Letterlocking is the act of folding and securing a written message (such as a letter) on papyrus, parchment, or paper, without requiring it to be contained in an envelope or packet. It is a traditional method of document security that utilizes folding and cutting. The process dates to the 13th century in Western history, corresponding with the availability of flexible writing paper.  Letterlocking uses small slits, tabs, and holes placed directly into a letter, which combined with folding techniques are used to secure the letter ("letterpacket"), preventing reading the letter without breaking seals or slips, providing a means of tamper resistance and tamper evidence. These folds and holes may be additionally secured with string and sealing wax.

A particularly intricate method known as a spiral lock was in use by people of many social backgrounds in early modern Europe, including monarchs Mary Queen of Scots and Elizabeth I of England. The pages of a letter would be folded together to form a packet. A sliver cut from a page but remaining attached at one end would be woven multiple times, back and forth, through short slots cut into the folded pages. The paper would then be moistened so that it would swell, locking the pieces together.

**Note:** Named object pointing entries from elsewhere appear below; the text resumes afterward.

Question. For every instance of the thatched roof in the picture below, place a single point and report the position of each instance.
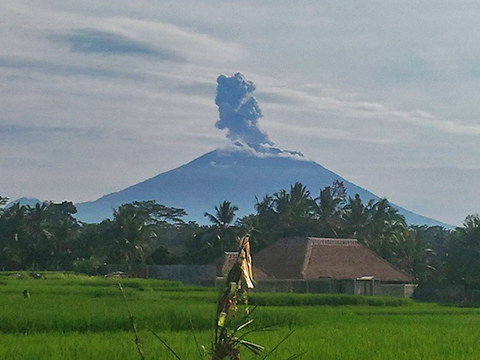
(313, 258)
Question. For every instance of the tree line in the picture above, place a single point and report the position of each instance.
(47, 236)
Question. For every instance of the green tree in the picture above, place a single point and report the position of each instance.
(224, 233)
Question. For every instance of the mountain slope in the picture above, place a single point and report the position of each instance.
(234, 175)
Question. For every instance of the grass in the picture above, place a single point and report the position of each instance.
(76, 317)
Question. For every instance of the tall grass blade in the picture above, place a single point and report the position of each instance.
(166, 345)
(133, 324)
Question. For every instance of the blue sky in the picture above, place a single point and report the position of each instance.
(99, 95)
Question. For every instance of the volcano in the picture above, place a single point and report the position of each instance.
(249, 168)
(234, 174)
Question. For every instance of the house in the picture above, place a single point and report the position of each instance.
(325, 265)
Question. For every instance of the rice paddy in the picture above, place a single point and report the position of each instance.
(76, 317)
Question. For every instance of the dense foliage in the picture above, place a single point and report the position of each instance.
(48, 237)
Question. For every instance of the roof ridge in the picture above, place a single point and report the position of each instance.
(388, 263)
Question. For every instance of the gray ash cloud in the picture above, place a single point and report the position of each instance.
(239, 110)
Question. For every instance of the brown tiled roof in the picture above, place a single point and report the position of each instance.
(313, 258)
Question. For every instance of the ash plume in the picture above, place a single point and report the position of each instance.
(239, 110)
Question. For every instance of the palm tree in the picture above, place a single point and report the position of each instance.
(328, 209)
(134, 234)
(222, 222)
(224, 214)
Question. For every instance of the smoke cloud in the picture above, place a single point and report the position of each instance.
(239, 110)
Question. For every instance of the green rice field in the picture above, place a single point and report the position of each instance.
(77, 317)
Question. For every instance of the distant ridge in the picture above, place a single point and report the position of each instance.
(250, 167)
(237, 174)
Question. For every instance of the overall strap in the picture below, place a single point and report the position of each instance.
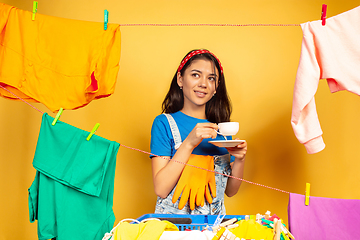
(174, 130)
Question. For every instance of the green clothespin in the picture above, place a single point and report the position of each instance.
(57, 116)
(35, 3)
(93, 131)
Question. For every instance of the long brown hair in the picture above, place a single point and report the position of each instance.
(218, 108)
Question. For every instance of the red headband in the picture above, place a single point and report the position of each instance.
(196, 52)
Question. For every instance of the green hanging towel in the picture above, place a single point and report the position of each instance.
(72, 194)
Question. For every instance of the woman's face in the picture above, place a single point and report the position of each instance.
(198, 83)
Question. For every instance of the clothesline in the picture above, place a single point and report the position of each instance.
(240, 179)
(207, 25)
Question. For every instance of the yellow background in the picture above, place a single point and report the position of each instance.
(260, 65)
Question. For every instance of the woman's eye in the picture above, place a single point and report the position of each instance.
(195, 75)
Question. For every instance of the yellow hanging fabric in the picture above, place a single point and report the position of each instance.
(58, 62)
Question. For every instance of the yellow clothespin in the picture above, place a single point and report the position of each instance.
(93, 131)
(34, 10)
(307, 194)
(57, 116)
(106, 18)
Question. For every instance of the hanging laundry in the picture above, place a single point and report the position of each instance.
(58, 62)
(328, 52)
(324, 218)
(72, 194)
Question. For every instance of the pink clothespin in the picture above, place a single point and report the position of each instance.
(323, 14)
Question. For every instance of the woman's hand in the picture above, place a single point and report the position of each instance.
(238, 151)
(200, 132)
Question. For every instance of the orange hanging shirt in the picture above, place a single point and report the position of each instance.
(59, 62)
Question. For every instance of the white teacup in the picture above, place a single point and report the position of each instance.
(228, 128)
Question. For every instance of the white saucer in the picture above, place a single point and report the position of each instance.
(227, 143)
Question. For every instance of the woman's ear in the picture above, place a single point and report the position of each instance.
(179, 80)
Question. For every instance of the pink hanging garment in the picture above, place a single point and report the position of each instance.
(324, 218)
(329, 52)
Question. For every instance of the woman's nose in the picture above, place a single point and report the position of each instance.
(202, 82)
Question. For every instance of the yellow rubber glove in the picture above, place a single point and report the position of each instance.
(194, 182)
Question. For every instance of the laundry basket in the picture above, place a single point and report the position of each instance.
(191, 222)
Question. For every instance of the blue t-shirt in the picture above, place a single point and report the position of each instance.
(162, 141)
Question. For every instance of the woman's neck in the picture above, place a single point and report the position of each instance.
(198, 112)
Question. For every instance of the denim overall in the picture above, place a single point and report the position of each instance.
(221, 165)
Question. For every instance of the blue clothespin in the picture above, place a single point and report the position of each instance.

The loose end of the sliver would then be pasted down and possibly sealed with wax.

A Scottish diplomat in Italy, William Keith of Delny, sent letters to James VI of Scotland in 1595 which would tear in two if not opened with care. In 1603 King James told the Venetian diplomat Giovanni Carlo Scaramelli, with a smile, that he had previously received letters from the Doge of Venice which he could not open without breaking the seal. Scaramelli opened the letter for him.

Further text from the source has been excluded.